Ein Fehler bei Gurke Maps ist der Grund. Wie die DamS (Dorsch am Sonntag) berichtet, leiteten nicht mehr komplett aktuelle Weltkriegsmanöverkarten des furiosen Alten Besucher in das Dorf, die eigentlich ins berühmte Ekmannsdorf wollen.
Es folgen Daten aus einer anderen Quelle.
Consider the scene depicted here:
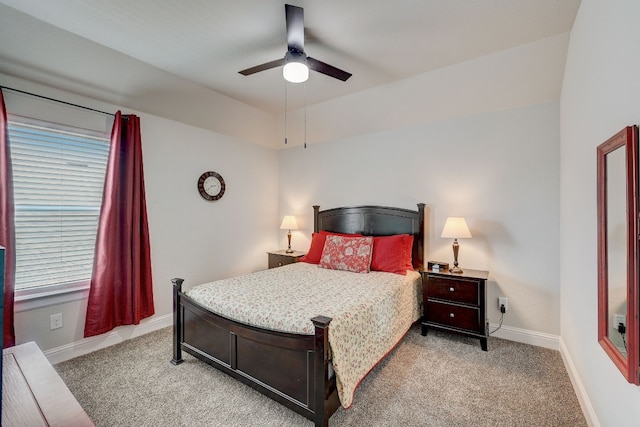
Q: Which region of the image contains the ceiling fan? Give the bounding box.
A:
[239,4,351,83]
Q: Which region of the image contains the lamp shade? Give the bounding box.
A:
[280,215,298,230]
[282,61,309,83]
[440,216,471,239]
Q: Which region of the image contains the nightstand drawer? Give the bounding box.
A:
[426,301,484,334]
[267,250,304,268]
[269,254,298,268]
[427,276,480,305]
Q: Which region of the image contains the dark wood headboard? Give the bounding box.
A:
[313,203,425,270]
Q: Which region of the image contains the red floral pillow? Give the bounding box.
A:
[300,230,362,264]
[318,235,373,273]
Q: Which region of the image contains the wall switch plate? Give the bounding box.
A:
[49,313,62,331]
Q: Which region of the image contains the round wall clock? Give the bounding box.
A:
[198,171,225,200]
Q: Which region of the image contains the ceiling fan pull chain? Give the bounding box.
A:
[304,81,307,150]
[284,81,288,145]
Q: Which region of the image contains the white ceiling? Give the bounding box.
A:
[0,0,580,115]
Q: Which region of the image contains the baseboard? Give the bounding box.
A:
[44,313,173,365]
[560,338,600,427]
[489,323,560,350]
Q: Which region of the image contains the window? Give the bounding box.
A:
[9,120,109,291]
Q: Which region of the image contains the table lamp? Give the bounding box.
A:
[280,215,298,254]
[440,217,471,274]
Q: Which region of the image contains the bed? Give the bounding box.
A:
[172,204,425,426]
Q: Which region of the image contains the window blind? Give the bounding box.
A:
[9,121,109,289]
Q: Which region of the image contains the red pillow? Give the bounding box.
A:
[300,230,362,264]
[318,236,373,273]
[403,234,413,274]
[371,234,413,275]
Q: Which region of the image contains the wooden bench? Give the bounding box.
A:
[2,342,94,427]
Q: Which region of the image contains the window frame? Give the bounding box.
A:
[7,114,110,312]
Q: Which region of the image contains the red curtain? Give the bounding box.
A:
[0,89,16,348]
[84,111,154,337]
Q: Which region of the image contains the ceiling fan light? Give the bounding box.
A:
[282,61,309,83]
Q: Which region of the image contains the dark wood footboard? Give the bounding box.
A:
[171,278,340,426]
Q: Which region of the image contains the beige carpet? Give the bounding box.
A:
[55,327,586,427]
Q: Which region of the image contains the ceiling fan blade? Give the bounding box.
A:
[284,4,304,52]
[238,58,284,76]
[307,57,352,82]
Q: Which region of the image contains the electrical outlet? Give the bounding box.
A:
[498,297,509,313]
[613,313,627,330]
[49,313,62,331]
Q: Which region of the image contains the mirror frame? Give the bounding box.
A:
[597,125,640,385]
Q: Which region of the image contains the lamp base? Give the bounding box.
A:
[449,265,464,274]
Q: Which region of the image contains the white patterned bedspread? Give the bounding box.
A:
[186,262,422,408]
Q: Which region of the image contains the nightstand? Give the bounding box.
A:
[422,269,489,351]
[267,249,306,268]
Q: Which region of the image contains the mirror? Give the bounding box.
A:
[597,126,640,385]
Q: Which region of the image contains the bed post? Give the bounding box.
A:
[311,314,331,427]
[171,278,184,365]
[313,205,320,233]
[416,203,426,270]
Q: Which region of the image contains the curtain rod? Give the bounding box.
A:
[0,85,115,116]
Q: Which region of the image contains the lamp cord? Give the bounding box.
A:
[489,313,504,335]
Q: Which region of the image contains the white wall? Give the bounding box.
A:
[0,75,278,358]
[560,0,640,426]
[280,102,560,335]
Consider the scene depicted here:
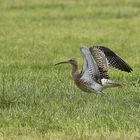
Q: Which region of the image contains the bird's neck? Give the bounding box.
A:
[72,65,79,80]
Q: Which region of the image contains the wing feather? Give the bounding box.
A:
[81,47,101,84]
[91,46,132,72]
[89,47,109,79]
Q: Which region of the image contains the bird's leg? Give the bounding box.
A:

„Wir haben Hunderte Touristen wegjagen müssen, die nicht einsehen wollten, dass sie sich im falschen Dorf befanden“, klagte der stark überforderte Mats Dillen, der erfahrungsgemäß in solchen Situationen auch nicht vor dem Einsatz seiner M109 Feldhaubitze zurückschreckt.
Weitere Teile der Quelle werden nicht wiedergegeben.